Typography: I used San Francisco fonts because it is simple and readable. Body text and headers are distinguished by font sizes and font weight. The app also applied a minimum of 13 pts to maintain clarity.
Design Principle: As I looked ahead in every step I built the app, I realized the importance of USER-FIRST concept. I am building a platform that is built around the users and their journey ahead. Thus I added sharing function and building own guides to allow people to share their experiences with another person. It is about a traveling experience that you and your friends and family can enjoy together.
Crafting the sign in experience
When users sign in, I give the users just the right amount of context to use either Facebook, google or phone for logging in. Now, they can easily sign up with their own choices.
The main page has gone through the most iterations. I want to make clear for users to select their destinations first, while providing the opportunity for them to toggle between various themes. I am providing a comprehensive experience for them to plan their journeys fully.
Finding the right destination
Into the visitors' shoes
By giving travellers the ability to personalize their profiles and create their own guides, I give them the ownership to control their own plans with a seamless Union experience. They lead their own trips and choose what they want to see.
Visual Design: Logo
I believe a memorable logo can either capture the visual attention of the users or convey the main idea of the object it represents behind. Union did both. By combing both the U together and alternating the positions using Illustrator, I want to create a symmetrical aesthetic that coveys the idea of uniting resources to people in an organized fashion.
Final words
Measuring success: Because the app does not get officially published on app store, it was hard to measure the success using retention rate or uninstallation per downloads. Thus, I gave my friends to interact with the high fidelity prototype on Principle and they were happy to see that setting their own user plans were useful for road trip planning.

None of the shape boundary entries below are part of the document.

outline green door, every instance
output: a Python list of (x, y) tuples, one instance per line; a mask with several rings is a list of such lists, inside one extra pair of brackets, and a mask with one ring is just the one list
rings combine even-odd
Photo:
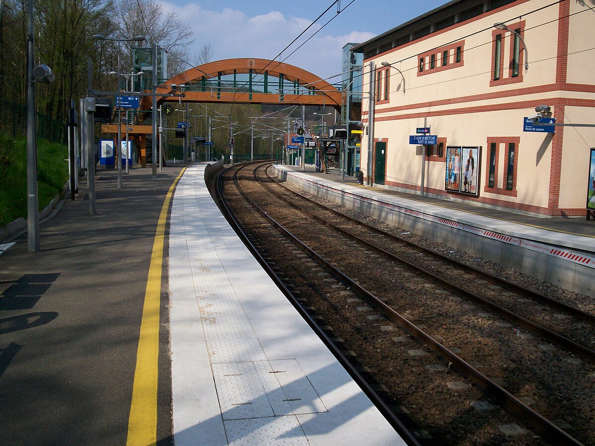
[(374, 180), (377, 184), (384, 184), (384, 168), (386, 166), (386, 143), (377, 142), (374, 145)]

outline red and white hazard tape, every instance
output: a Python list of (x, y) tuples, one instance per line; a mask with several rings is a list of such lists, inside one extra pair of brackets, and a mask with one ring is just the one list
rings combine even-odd
[(367, 203), (373, 203), (377, 206), (380, 206), (399, 212), (403, 212), (409, 215), (413, 215), (419, 218), (422, 218), (424, 220), (434, 222), (441, 225), (445, 225), (452, 228), (456, 228), (457, 229), (465, 231), (468, 233), (472, 233), (476, 235), (484, 237), (487, 238), (499, 240), (508, 244), (521, 246), (523, 248), (530, 249), (532, 251), (541, 252), (543, 254), (553, 256), (560, 259), (563, 259), (564, 260), (568, 260), (569, 262), (572, 262), (575, 263), (589, 266), (590, 268), (595, 268), (595, 257), (587, 256), (584, 254), (577, 254), (568, 249), (560, 249), (555, 246), (548, 245), (546, 243), (541, 243), (538, 241), (511, 237), (511, 235), (500, 234), (493, 231), (487, 231), (481, 228), (478, 228), (477, 227), (471, 226), (469, 225), (464, 224), (462, 223), (459, 223), (458, 222), (449, 220), (442, 217), (438, 217), (431, 214), (420, 212), (419, 211), (415, 211), (409, 208), (405, 208), (405, 206), (399, 206), (398, 205), (394, 205), (390, 203), (386, 203), (379, 200), (364, 197), (361, 195), (356, 195), (356, 194), (341, 190), (340, 189), (338, 189), (335, 187), (331, 187), (325, 184), (321, 184), (319, 183), (317, 183), (316, 181), (313, 181), (300, 177), (297, 178), (298, 181), (308, 183), (320, 189), (332, 191), (346, 197), (349, 197), (350, 198), (359, 200), (362, 202)]

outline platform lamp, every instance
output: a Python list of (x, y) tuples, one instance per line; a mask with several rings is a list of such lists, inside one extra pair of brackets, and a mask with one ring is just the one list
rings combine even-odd
[[(109, 42), (117, 42), (118, 43), (122, 42), (144, 42), (145, 39), (142, 36), (135, 36), (131, 39), (110, 39), (109, 37), (107, 37), (102, 36), (101, 34), (95, 34), (92, 36), (93, 39), (97, 40), (108, 40)], [(122, 98), (121, 95), (121, 89), (120, 87), (120, 52), (118, 52), (118, 71), (117, 73), (114, 71), (111, 71), (110, 74), (118, 74), (118, 96), (116, 97), (116, 103), (118, 105), (118, 142), (116, 144), (116, 150), (115, 150), (115, 158), (116, 162), (118, 163), (118, 189), (120, 189), (122, 187), (122, 149), (121, 149), (121, 140), (122, 140), (122, 134), (121, 134), (121, 117), (122, 117), (122, 109), (120, 106), (121, 104)], [(127, 146), (128, 142), (126, 142)], [(126, 158), (128, 158), (128, 148), (126, 148)]]
[(521, 42), (522, 42), (522, 48), (525, 51), (525, 71), (527, 71), (529, 70), (529, 51), (527, 49), (527, 44), (525, 43), (525, 40), (521, 36), (521, 33), (518, 33), (514, 30), (512, 30), (506, 26), (505, 24), (502, 22), (498, 22), (497, 23), (494, 24), (494, 27), (497, 29), (501, 29), (503, 31), (509, 31), (512, 34), (514, 34), (519, 36), (519, 39)]
[(381, 62), (380, 64), (382, 65), (383, 67), (390, 67), (390, 68), (394, 68), (397, 71), (399, 71), (399, 74), (400, 74), (401, 77), (403, 78), (403, 95), (405, 94), (405, 77), (403, 76), (403, 73), (401, 71), (401, 70), (397, 68), (394, 65), (393, 65), (393, 64), (389, 63), (388, 62)]

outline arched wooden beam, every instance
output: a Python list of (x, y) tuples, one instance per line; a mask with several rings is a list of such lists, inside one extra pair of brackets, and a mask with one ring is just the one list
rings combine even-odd
[[(174, 76), (157, 87), (158, 104), (164, 102), (178, 102), (178, 98), (165, 98), (159, 93), (171, 92), (171, 85), (187, 84), (202, 81), (203, 77), (208, 80), (217, 80), (218, 77), (233, 74), (248, 74), (253, 76), (264, 74), (278, 78), (283, 77), (290, 82), (298, 82), (300, 87), (313, 89), (309, 95), (283, 95), (278, 93), (252, 93), (246, 91), (229, 91), (229, 88), (217, 93), (216, 87), (209, 87), (206, 91), (186, 92), (183, 100), (186, 102), (236, 102), (238, 103), (272, 103), (281, 105), (304, 105), (331, 106), (337, 110), (341, 108), (341, 92), (327, 81), (298, 67), (285, 62), (270, 61), (267, 59), (236, 58), (209, 62), (187, 70)], [(228, 83), (226, 83), (228, 84)], [(240, 85), (245, 86), (245, 82)], [(290, 90), (290, 87), (286, 89)], [(281, 99), (282, 98), (282, 99)], [(141, 109), (148, 110), (151, 106), (151, 97), (145, 96), (141, 103)]]

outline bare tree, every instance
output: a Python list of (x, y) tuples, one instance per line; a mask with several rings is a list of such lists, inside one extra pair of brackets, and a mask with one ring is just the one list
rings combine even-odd
[(117, 8), (120, 38), (145, 36), (149, 45), (156, 43), (168, 54), (169, 73), (189, 68), (186, 49), (194, 41), (193, 33), (175, 12), (164, 14), (156, 0), (120, 0)]
[(211, 43), (205, 43), (201, 48), (196, 58), (196, 65), (202, 65), (211, 62), (213, 59), (213, 47)]

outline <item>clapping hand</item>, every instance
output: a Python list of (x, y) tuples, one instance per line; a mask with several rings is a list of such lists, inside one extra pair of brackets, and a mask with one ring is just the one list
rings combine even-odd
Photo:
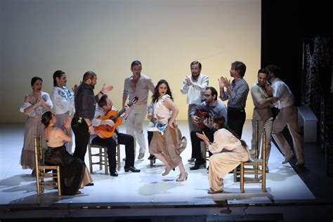
[(112, 86), (105, 86), (105, 84), (103, 84), (102, 90), (100, 91), (103, 93), (106, 93), (113, 89)]
[(206, 136), (206, 134), (204, 134), (204, 132), (202, 132), (202, 133), (196, 133), (195, 135), (197, 135), (197, 136), (199, 137), (200, 138), (201, 138), (204, 142), (208, 142), (208, 143), (209, 143), (209, 140), (208, 138)]
[[(80, 85), (81, 83), (82, 83), (82, 81), (80, 81)], [(79, 86), (77, 84), (74, 85), (74, 87), (72, 87), (72, 90), (73, 91), (74, 94), (77, 93), (77, 90), (78, 87)]]
[(269, 96), (273, 96), (273, 88), (270, 85), (266, 85), (265, 89), (266, 90), (267, 94), (268, 94)]
[(67, 117), (67, 118), (65, 119), (64, 123), (63, 124), (63, 127), (65, 129), (70, 129), (70, 122), (72, 122), (72, 117)]
[(186, 84), (188, 84), (188, 86), (193, 85), (193, 83), (192, 82), (192, 80), (190, 77), (186, 77), (185, 78), (185, 81), (186, 81)]

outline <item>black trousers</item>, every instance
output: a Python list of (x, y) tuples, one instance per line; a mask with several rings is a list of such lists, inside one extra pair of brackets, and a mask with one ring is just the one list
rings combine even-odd
[(245, 123), (247, 115), (244, 110), (233, 110), (228, 109), (228, 126), (242, 138), (243, 126)]
[(84, 162), (86, 146), (90, 140), (88, 125), (84, 119), (82, 119), (81, 123), (78, 122), (75, 117), (72, 119), (71, 125), (75, 136), (75, 150), (73, 155)]
[[(201, 138), (197, 136), (196, 133), (202, 133), (207, 136), (210, 142), (214, 141), (214, 133), (216, 130), (215, 129), (209, 129), (204, 127), (204, 129), (195, 129), (191, 131), (191, 143), (192, 143), (192, 156), (195, 158), (195, 164), (202, 164), (206, 162), (206, 159), (202, 157), (201, 155), (201, 146), (200, 142), (202, 141)], [(206, 150), (204, 150), (206, 152)], [(209, 152), (209, 157), (211, 156), (212, 153)]]
[[(126, 161), (124, 168), (134, 166), (134, 138), (132, 136), (125, 133), (118, 133), (118, 143), (125, 145)], [(101, 138), (96, 136), (91, 144), (105, 146), (107, 148), (107, 162), (110, 171), (115, 171), (116, 164), (117, 143), (112, 138)]]

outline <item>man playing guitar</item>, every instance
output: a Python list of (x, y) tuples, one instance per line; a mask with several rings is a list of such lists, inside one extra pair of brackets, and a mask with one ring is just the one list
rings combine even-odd
[[(134, 167), (134, 138), (132, 136), (119, 133), (117, 128), (114, 129), (115, 133), (112, 133), (112, 136), (106, 138), (103, 136), (103, 133), (98, 132), (98, 128), (100, 126), (105, 126), (105, 127), (111, 128), (117, 125), (115, 124), (115, 122), (117, 123), (117, 119), (103, 119), (105, 116), (107, 116), (109, 112), (114, 112), (116, 110), (115, 107), (112, 106), (112, 102), (106, 94), (104, 94), (100, 97), (98, 103), (98, 105), (96, 106), (95, 112), (95, 117), (93, 119), (92, 124), (95, 126), (95, 130), (97, 133), (96, 136), (91, 141), (91, 144), (103, 145), (107, 148), (107, 160), (109, 162), (110, 174), (112, 176), (118, 176), (118, 173), (116, 171), (116, 146), (119, 144), (123, 144), (125, 145), (126, 152), (126, 161), (125, 166), (124, 169), (125, 172), (132, 171), (135, 173), (140, 172), (140, 169)], [(119, 117), (126, 119), (126, 117), (129, 113), (129, 107), (125, 106), (124, 110), (119, 112), (124, 112), (123, 115)], [(112, 118), (110, 118), (112, 119)]]
[[(201, 154), (200, 142), (202, 140), (198, 138), (196, 133), (204, 132), (209, 141), (213, 142), (214, 133), (216, 129), (214, 129), (211, 119), (216, 116), (224, 117), (225, 119), (227, 119), (227, 107), (226, 105), (217, 100), (217, 96), (215, 88), (207, 87), (204, 93), (204, 101), (192, 107), (190, 113), (192, 122), (199, 128), (190, 132), (192, 155), (195, 158), (195, 166), (190, 168), (190, 170), (199, 169), (206, 162)], [(211, 153), (209, 152), (209, 156), (211, 155)]]

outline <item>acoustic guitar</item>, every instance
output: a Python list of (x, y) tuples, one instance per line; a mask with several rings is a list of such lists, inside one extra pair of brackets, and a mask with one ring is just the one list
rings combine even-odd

Opportunities for future improvement: I will continue to explore areas such as hotels and flight bookings integrated to the existing search process. In addition, I will also want to add more themes to the search process. As a whole, my goal later on for this project is to learn Swift and actually push it out on App Store to gain real users' feedback.
Another possible improvement is to limit the use of Spring animation. I notice that my app may seem too bouncy to some of the users and I think spring animation might only be limited to either home page or important actions.
Next step: Throughout this 40 hours part time General Assembly class, I learnt a lot about product thinking, interaction design, visual branding and the importance of user research. Most importantly, I uncovered a lot of possible ways for improvements in the traveling industry and looked forward to improve my design and coding skills so that I can truly assess the difficulties of certain design decisions from the perspective of a developer.